I hypothesised that:
Hypothesis 1
design
If recovery tools prioritise flexibility and emotional validation, users will feel more supported and lessoverwhelmed.
Hypothesis 2
process
If students combine direct research with AI-supported synthesis, they can maintain design depth despite recruitment limitations.
Hypothesis 3
Interaction
If interfaces reduce cognitive load and promote gentle pacing, users will experience greater autonomy during recovery.
Approach
My role extended beyond teaching design tools.
I focused on:
guiding students toward gentle pacing and emotionally sensitive design
coaching tone, interaction calmness, and invisible symptom design
introducing RAG model usage to support research and ideation
balancing UX rigour with empathy-focused design coaching
Key Strategic Emphasis
Designing for energy limitations requires listening and adaptation rather than problem-solving alone.
process
During the research phase, students conducted:
semi-structured interviews (avg. n ≈ 1 per student)
surveys and self-report diaries
user journey mapping focused on fatigue patterns
emotional touchpoint analysis
card sorting and pattern recognition workshops
→ Total: 90+ synthesised insights across 13 students
AI-Supported Research Integration
To support the research, the RAG model was introduced to:
simulate user perspectives
access prior quotes and contextual data
support journey mapping and testing scenarios
→ This allowed students to explore alternative viewpoints while maintaining user-centred thinking.

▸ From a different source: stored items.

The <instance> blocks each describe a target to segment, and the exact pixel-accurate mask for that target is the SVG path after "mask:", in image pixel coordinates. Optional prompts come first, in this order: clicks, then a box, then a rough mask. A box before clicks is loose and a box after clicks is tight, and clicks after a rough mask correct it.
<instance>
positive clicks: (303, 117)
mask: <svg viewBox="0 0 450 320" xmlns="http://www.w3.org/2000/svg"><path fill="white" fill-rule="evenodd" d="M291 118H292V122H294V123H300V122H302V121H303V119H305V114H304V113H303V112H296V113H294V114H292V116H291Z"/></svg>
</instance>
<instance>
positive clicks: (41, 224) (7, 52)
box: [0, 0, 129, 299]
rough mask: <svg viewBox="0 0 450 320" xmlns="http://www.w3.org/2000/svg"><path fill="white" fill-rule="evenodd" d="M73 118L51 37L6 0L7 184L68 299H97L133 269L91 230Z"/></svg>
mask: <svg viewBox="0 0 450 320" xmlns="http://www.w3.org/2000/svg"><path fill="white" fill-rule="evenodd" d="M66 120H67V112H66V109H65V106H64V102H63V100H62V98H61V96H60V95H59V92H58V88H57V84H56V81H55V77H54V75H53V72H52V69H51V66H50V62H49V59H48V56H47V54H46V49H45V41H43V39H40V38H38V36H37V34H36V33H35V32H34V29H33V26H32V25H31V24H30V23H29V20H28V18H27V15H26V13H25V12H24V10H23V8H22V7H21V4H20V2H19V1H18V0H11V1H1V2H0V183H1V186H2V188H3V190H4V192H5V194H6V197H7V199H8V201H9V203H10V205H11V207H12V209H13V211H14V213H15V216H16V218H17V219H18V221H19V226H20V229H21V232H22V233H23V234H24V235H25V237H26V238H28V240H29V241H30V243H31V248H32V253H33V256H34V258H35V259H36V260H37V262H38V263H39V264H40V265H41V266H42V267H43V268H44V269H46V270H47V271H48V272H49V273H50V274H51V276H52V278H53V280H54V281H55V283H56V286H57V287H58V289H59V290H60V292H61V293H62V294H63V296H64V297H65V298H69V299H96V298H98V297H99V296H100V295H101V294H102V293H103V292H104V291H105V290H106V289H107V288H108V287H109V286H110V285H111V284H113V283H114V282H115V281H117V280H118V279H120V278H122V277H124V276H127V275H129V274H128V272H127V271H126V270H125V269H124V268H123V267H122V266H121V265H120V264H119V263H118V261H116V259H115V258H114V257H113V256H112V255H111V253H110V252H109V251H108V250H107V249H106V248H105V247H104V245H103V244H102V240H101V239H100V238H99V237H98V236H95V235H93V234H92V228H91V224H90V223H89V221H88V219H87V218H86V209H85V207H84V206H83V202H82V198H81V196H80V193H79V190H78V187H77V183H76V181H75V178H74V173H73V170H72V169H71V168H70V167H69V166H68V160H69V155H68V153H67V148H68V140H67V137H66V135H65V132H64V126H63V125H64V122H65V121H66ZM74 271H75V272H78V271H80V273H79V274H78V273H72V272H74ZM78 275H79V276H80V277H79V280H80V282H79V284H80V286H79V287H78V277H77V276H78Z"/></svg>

Overview: Design Directions
Results
Results suggest:
strong alignment between student outcomes and user insights
high appreciation for diversity of concepts
increased exploration of emotionally sensitive UX patterns
Key insight from students:
Designing for energy limits is about listening more than solving.
8/10
client satisfaction
13 final design outcomes
emerged in 2 directions
direction 1
Emotion-Driven Care & Expressive Design
Overall:
journaling and reflective prompts
mood-responsive interactions
emotional metaphors and companion systems
Focus:
identity rebuilding
emotional validation
self-expression during recovery
direction 2
Data-Aided Agency & Cognitive Relief
Overall:
pacing planners and energy scheduling
visual summaries
low-input structured tools
Focus:
cognitive offloading
simplicity
daily routine support
Reflection
This project highlighted the growing intersection between empathy-driven design and AI-supported workflows.
As a lecturer:
guiding emotional tone required balancing structure with flexibility
students needed explicit coaching on how to communicate effectively with AI tools
RAG integration proved efficient for synthesis but raised questions about validity within user-centred design
Key learnings
user involvement should be strengthened during evaluation phases
lightweight validation methods can reduce participant burden
emotional design must connect to concrete daily routines to remain practical
Most importantly:
Designing for vulnerable users means prioritising calmness, adaptability, and respect for invisible limitations.